Last year a federal district court judge in Chicago found that the Pentagon’s special expenditure of more than $7 million for each Jamboree violated the principle of government neutrality in religion and ordered the funding stopped. The appellate court argument is the most recent action in the case brought by the ACLU of Illinois on behalf of religious and community leaders from Chicago alarmed at the favored treatment afforded by the Pentagon to the Boy Scouts of America, despite the BSA’s religious requirements for participation.
“Government neutrality in religious activities is a fundamental constitutional value embraced by most Americans,” said lead plaintiff Eugene Winkler, former pastor at the First United Methodist Church in Chicago. “Government must be neutral because we are a nation of many religious views – as well as those who do not practice a religion. The expenditure of more than $29 million by the Pentagon for an organization that requires young people to believe in God – and the simultaneous exclusion of secular organizations from this benefit — undermines that principle of neutrality. We trust the appeals court will uphold the decision below.”
Two lead plaintiffs in the case filed in 1999, Winkler and Rabbi Gary Gerson, said they hoped the appeals court would uphold the judge’s order that helps maintain the critical constitutional principle of government neutrality towards religion. The Boy Scouts of America, a private organization, requires youth who participate in their activities to believe in God. Indeed, the BSA expels youth who do not. Yet Congress and the Pentagon provide the Boy Scouts with a unique and lucrative benefit, funding of more than $29 million over the past two decades. No other youth organization competes for this generous federal benefit.
Pentagon support for the quadrennial Jamboree extends far beyond providing a venue for the event. Indeed, evidence in the case demonstrated that the Pentagon’s expenditure on behalf of the Jamboree serves no military purpose; rather, the funding is simply expended to support the BSA’s efforts to provide a quality camping experience for their members. As an example, the Pentagon once spent a half million dollars for temporary workers to erect and break down tents. Other goods purchased by the Pentagon for the participants at the Jamboree include pediatric medical supplies, commercial vehicles and cookie dough. The Pentagon also spent $65,000 for commemorative mementos to mark the Jamboree.
According to the religious leaders who brought the case, the extraordinary aid provided to the Jamboree is particularly alarming because of the BSA’s exclusions of non-believers. Before a young man can join the Scouts, tie a knot or pitch a tent, they are required to swear an oath of “duty to God.” If the youth refuses to sign the oath, they are not admitted into the Scouts. Moreover, the BSA describes itself as a religious group, is effectively controlled by religious organizations, has religious requirements for youth to advance in the ranks and engages in a host of other religious practices. The evidence in the case also demonstrated that the Jamboree is explicitly religious. Troop leaders, for example, are issued a guidebook by the Boy Scouts of America indicating that a prayer book is “required personal camping equipment” for all youth attendees. The BSA also issues a “Duty to God” booklet for each participant that recommends prayers for each day of the Jamboree.

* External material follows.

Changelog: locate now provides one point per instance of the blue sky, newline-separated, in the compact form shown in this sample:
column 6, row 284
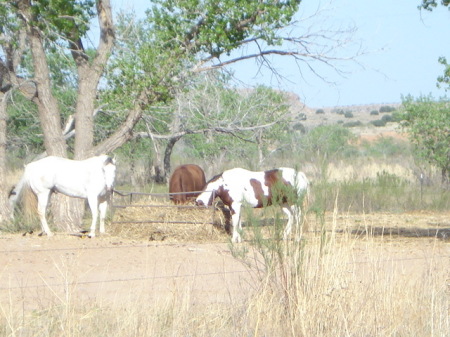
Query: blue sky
column 402, row 45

Reviewing these facts in the district court, Judge Blanche Manning of Chicago found the statute that provides special treatment and special funding for the Boy Scouts Jamboree is not neutral with regards to religion. The Judge’s decision reasoned that the government aid was “not offered to a broad range of groups; rather, it is specifically targeted toward the Boy Scouts, which… is a religious organization from which agnostics and atheists are excluded.”

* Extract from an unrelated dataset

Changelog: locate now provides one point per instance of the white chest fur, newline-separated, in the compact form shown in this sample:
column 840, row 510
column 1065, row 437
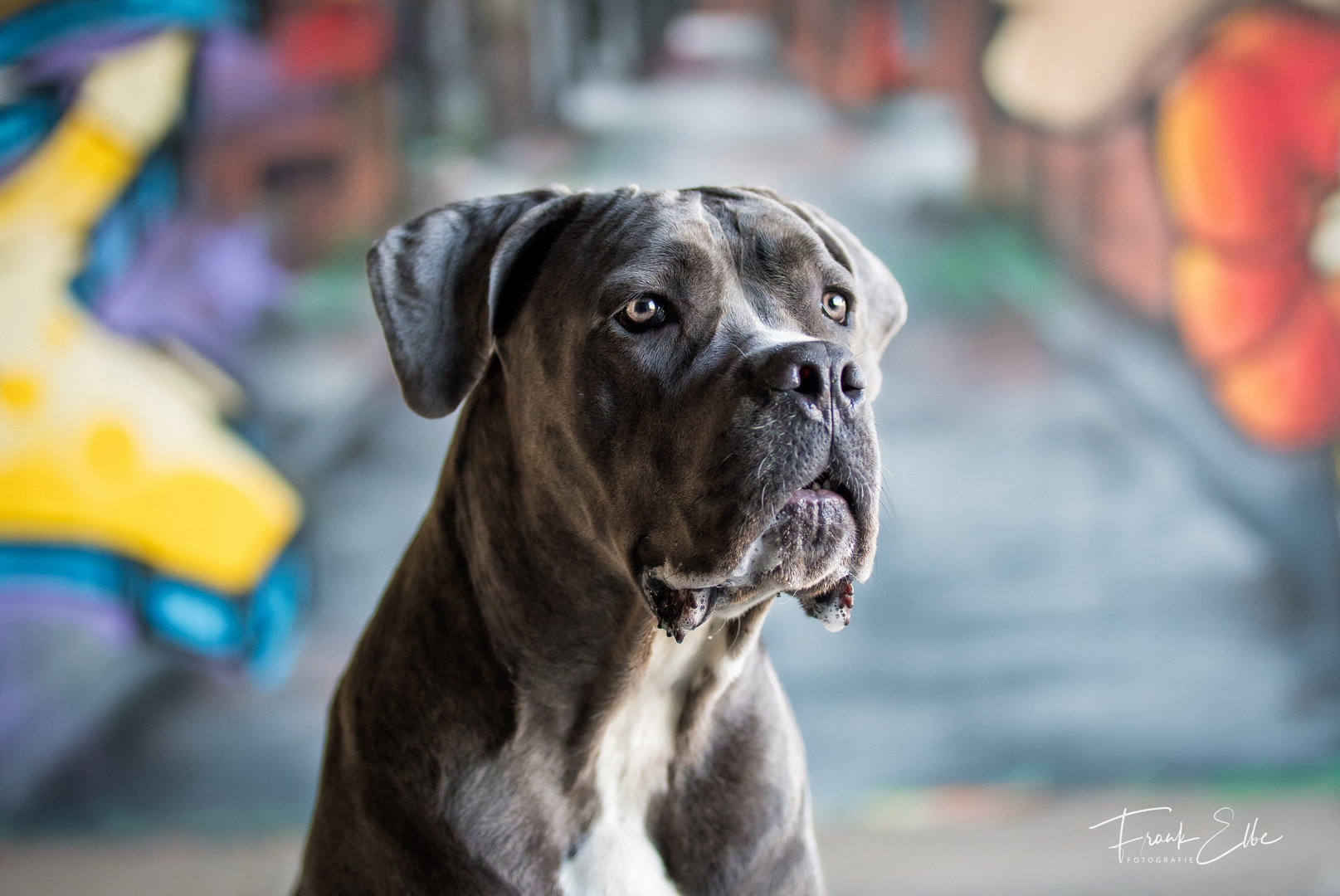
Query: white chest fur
column 631, row 769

“The BSA – by its own admission – is a religious organization,” added Winkler. “The federal government’ simply cannot give special treatment to a private group that excludes young men who do not profess a particular religious faith.”
The lawsuit was filed in 1999. At earlier stages of the case, the Chicago Public Schools and the Pentagon entered into settlements agreeing to stop their direct sponsorship of Boy Scout troops. Boy Scouts can still meet on military bases and military personnel can still participate in Scout activities on their own time.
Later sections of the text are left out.